This leaves a lot of guesswork. Intel has to be prepared for multi-chip, chip + CPU, faster chips, slower chips (maybe this was a golden sample), etc which makes it much harder to adjust in preparation.

okl · on Jan 9, 2019

Also, if they reveal too much prospective buyers might be incentivized to delay their purchase. As stupid as that might sound, it is a thing.

mbroncano · on Jan 9, 2019

It even has a name: Osborne effect

https://en.m.wikipedia.org/wiki/Osborne_effect

monocasa · on Jan 9, 2019

Probably just keeping the chiplet orientation wrt to the iochip (as compared to their bigger products) simplify design and validation.

You'd see the vias for the empty chip if it were planned to share the interposer among chip combination SKUs.

tutanchamun · on Jan 9, 2019

On /r/amd a user posted a different photo [0] taken from the stream which - to a layman like me - looks like there is circuitry (or whatever?) for a second chiplet.

[0] https://i.imgur.com/gzXaoJz.png

Symmetry · on Jan 9, 2019

Or integrated graphics.

berbec · on Jan 9, 2019

What I'm salivating for is an AMD 6c/12t mobile chip. With this power draw on desktop, chop the thermals and boost clock a bit and you have something truelly frightening on the battery life & burstable performance scale.

ric129 · on Jan 9, 2019

By "mobile" I'm guessing you mean laptops, and not phones.

Energy consumption of AMD's x86-64 CPUs are only impressive when comparing with Intel, they're not competitive with current ARM CPUs.

ben-schaaf · on Jan 10, 2019

Considering last generation's APUs used the same "chiplets" as the desktop processors, I'd wager the next generation of APUs will have a single 8c16t zen2 die.

berbec · on Jan 10, 2019

Ooh.. A 3500G, 6c with Vega 15 (or whatever) would be nice!

ineedasername · on Jan 9, 2019

AMD seems to be making a push for the server market at the moment too. It looks like a good time for it as Intel struggles to get production on 10nm while AMD is already at 7nm for some of their range. But Intel has an incumbency advantage. I'm no expert on the server market though. Could someone with a bit more knowledge chime in with a how big a threat this really is?

zanny · on Jan 9, 2019

Mandatory reminder that TSMC "7nm" is not comparable to any Intel node and also doesn't actually represent a uniform 7nm gate width.

The technology and potential in Intels "10nm" and TSMCs "7nm" are similar. What matters is that Intel hasn't managed to successfully deploy a new process node in 4 years and thus competitors like TSMC, Samsung, and GF have had time to catch up and surpass Intels fab tech in various ways.

hitpointdrew · on Jan 9, 2019

> I'm no expert on the server market though. Could someone with a bit more knowledge chime in with a how big a threat this really is?

Sys Admin here. People are starting to notice and raise eyebrows. It is certainly an option, especially for new stacks. The power/price/performance ratios on AMD are truly amazing.

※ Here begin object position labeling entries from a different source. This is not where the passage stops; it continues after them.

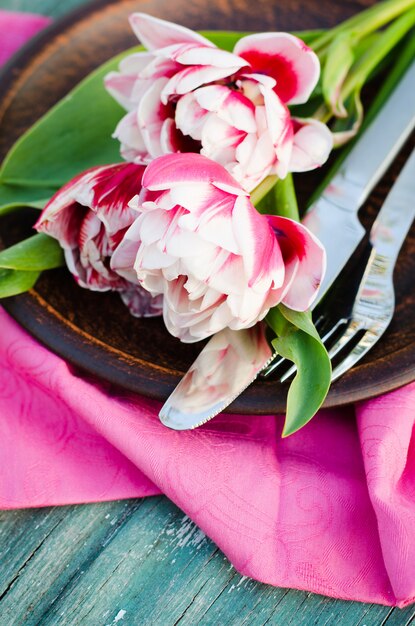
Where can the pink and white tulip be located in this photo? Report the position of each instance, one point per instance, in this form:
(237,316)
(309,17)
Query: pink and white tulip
(89,217)
(218,263)
(186,94)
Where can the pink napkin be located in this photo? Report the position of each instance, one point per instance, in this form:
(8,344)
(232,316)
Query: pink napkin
(330,509)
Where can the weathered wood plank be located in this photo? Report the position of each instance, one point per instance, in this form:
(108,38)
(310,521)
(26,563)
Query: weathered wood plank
(144,563)
(141,562)
(54,8)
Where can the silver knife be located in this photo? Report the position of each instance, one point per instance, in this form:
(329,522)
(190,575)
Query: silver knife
(333,219)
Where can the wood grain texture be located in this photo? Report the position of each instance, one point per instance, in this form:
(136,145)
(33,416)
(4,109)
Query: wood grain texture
(139,354)
(142,562)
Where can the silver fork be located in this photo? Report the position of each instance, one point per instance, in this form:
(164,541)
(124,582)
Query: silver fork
(374,305)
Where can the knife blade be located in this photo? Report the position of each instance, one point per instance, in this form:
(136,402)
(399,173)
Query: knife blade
(333,219)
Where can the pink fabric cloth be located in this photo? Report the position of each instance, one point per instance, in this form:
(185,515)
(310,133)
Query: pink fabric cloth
(16,29)
(331,509)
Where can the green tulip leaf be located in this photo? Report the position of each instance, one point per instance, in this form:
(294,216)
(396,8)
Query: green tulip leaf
(340,58)
(37,253)
(14,282)
(74,135)
(297,339)
(15,197)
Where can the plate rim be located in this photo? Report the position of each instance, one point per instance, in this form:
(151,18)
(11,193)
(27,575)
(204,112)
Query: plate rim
(20,306)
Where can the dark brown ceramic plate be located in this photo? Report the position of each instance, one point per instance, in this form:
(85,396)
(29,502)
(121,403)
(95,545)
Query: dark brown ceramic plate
(94,332)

It certainly helps that Amazon, Microsoft, Cray, and Baidu have all already started to use Epyc servers.

mroche · on Jan 10, 2019

Student admin myself here at Uni. With Dell being our primary provider I did some general comparisons with the currently available EPYCs. Our Dual socket Skylakes (36 total cores without hyperthreading) with 128GB of ECC ram cost ~18K each. With an EPYC chip I could build 48+ core systems with 256GB RAM for ~3K less.

If these next gens have similar pricing, they look very competitive for the future of on-premise (and cloud) HPC stacks.

sitkack · on Jan 10, 2019

I was in your same place exactly 20 years ago when I convinced the dept head that we (mostly me) could build our own machines for the test lab instead of purchasing units from corp it. I should have productionized the building but otherwise it went pretty well.

1, you are right, you can build your own machines for way less than dell

2, you are now the support team. So when you get a call months, years later about hardware quirks, missing pieces or odd incompatibilities, expect it.

3, Buy extras and keep the machines largely the same. The fleet will be its own spare parts as it ages out. You will need extras for differential testing.

4, Keep a log and copy of all the bioses supplied by the motherboard manufacturer. Baseline and benchmark each server before it is put into production, retest as it is cycled out for other duties.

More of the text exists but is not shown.